Con un lenguaje extremadamente bien trabajado y con la sutileza que siempre he envidiado de los buenos escritores asiáticos, el autor narra la historia de su vida, sin ocultar ni una pizca de crudeza, para presentarse al mundo (esta es su primera novela) como lo que es: un superviviente con el cuerpo repleto de heridas.

Su condición de inmigrante, de asiático y de homosexual lo llevaron a tener una infancia y adolescencia donde el dolor marcaba el inicio de cada día, pero ese dolor se va revirtiendo en paz, en fuerza y en perdón para dejar claro esa grandiosidad que aparece en el título, porque alguien que lucha contra la oscuridad se dejará la piel, si es inteligente, por mostrarse siempre luminoso, por no caer o hacer caer a otros en el mismo pozo del que consiguió salir.

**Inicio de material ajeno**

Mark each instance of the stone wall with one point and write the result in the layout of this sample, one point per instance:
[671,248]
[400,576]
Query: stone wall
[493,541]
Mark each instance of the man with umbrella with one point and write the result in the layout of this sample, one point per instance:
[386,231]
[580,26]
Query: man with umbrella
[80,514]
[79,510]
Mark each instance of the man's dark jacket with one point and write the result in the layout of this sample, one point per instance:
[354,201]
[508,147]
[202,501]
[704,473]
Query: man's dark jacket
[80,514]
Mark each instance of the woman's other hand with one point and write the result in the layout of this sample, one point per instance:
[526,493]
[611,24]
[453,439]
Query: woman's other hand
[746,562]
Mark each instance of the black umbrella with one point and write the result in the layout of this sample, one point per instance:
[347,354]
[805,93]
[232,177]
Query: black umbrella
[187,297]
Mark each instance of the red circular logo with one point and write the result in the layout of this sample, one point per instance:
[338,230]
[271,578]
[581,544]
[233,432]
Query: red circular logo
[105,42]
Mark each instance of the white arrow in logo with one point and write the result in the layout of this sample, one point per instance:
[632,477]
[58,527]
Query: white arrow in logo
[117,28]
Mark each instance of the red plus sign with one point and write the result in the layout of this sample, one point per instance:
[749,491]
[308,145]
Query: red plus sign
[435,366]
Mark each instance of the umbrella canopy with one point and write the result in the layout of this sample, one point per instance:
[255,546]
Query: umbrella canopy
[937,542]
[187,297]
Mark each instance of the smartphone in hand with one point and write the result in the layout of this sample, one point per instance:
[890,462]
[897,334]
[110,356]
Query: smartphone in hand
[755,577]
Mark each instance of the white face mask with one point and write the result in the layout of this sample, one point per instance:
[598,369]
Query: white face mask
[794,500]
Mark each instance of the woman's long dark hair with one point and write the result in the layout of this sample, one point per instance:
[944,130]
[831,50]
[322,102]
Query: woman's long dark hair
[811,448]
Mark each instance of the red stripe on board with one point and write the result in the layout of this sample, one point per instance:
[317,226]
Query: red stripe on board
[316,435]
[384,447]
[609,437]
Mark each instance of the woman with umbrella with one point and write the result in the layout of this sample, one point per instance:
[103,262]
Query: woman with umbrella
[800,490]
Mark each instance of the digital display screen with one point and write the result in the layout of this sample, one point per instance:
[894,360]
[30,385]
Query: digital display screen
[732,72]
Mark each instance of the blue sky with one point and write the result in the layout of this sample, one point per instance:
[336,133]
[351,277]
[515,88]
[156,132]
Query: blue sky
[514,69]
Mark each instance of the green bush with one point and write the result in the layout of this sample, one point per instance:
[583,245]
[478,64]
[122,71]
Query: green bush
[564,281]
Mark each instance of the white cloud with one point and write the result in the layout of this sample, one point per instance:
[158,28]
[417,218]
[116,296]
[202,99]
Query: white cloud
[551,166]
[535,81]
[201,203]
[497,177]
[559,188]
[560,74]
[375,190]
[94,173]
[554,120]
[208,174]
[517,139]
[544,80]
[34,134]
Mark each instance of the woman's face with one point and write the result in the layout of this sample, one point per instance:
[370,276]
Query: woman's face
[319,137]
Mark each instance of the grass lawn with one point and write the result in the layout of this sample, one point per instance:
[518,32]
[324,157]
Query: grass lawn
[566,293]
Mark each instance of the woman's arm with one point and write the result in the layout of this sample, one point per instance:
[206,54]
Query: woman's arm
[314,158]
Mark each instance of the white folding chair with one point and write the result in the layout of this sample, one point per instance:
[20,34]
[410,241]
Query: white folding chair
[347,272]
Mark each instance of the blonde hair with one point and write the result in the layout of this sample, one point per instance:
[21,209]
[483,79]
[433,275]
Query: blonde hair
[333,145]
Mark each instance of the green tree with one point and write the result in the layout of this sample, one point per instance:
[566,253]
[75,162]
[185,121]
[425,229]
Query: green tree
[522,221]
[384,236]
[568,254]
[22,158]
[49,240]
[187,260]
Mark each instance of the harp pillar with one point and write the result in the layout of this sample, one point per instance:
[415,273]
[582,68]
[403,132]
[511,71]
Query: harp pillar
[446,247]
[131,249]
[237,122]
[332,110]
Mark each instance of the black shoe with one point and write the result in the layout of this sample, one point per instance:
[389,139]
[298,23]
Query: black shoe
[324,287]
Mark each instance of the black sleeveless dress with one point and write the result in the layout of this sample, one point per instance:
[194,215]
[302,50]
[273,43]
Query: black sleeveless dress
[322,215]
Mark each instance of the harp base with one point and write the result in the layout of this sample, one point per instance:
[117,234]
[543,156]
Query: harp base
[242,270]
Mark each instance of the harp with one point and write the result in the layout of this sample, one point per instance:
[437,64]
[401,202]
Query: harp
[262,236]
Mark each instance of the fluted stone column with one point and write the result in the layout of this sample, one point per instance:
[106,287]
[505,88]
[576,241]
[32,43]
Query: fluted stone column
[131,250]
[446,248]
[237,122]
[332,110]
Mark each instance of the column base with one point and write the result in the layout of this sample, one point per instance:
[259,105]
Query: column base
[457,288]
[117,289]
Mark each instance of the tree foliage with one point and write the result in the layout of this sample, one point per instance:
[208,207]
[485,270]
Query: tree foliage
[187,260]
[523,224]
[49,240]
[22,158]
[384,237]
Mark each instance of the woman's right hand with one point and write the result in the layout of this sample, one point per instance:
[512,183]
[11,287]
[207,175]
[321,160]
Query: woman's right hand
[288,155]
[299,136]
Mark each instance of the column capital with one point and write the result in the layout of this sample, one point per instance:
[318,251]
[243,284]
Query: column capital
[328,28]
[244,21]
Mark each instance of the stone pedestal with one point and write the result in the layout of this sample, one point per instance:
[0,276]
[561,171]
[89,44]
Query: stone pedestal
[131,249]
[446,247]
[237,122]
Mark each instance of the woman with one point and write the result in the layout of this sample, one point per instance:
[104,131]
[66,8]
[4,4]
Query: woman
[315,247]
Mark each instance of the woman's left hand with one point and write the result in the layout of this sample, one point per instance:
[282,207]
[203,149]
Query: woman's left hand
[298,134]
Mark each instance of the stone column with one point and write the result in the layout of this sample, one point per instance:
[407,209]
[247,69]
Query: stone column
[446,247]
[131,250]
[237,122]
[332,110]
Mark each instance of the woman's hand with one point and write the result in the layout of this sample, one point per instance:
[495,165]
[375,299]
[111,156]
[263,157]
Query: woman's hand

Un libro sobre la resiliencia, sobre la búsqueda de la felicidad incluso entre la niebla, sobre el amor propio… Un libro precioso para descubrir a un autor que escribe desde la entraña, con maestría de poeta y memoria de niño convertido en adulto demasiado pronto.

Una delicia de lectura, aunque arranque alguna lágrima. 

Por cierto, ayer me enteré de que Ocean Vuong es uno de los escritores de cabecera de Rosalía, algo que dice mucho y muy bueno sobre sus gustos literarios. Rosalía, si me lees, busca cualquier libro de Kim Thùy, vietnamita, como él. Si te gusta Vuong, ella también te va a encantar.

Lo que más me ha gustado: haber descubierto a un autor que me acompañará ya siempre.

Lo que menos me ha gustado: como siempre que leo este tipo de historias, empatizar con el sufrimiento del autor, que me rompe un poquito el corazón.

* Como no he podido decidir cuál de las dos citas es más bonita, incluyo las dos.

“Ser un monstruo es ser una señal híbrida, un faro: a un tiempo refugio y advertencia”.

“A veces, cuando me descuido, creo que la herida es también el lugar donde la piel se reencuentra a sí misma, donde los bordes se preguntan: “¿Dónde has estado?””.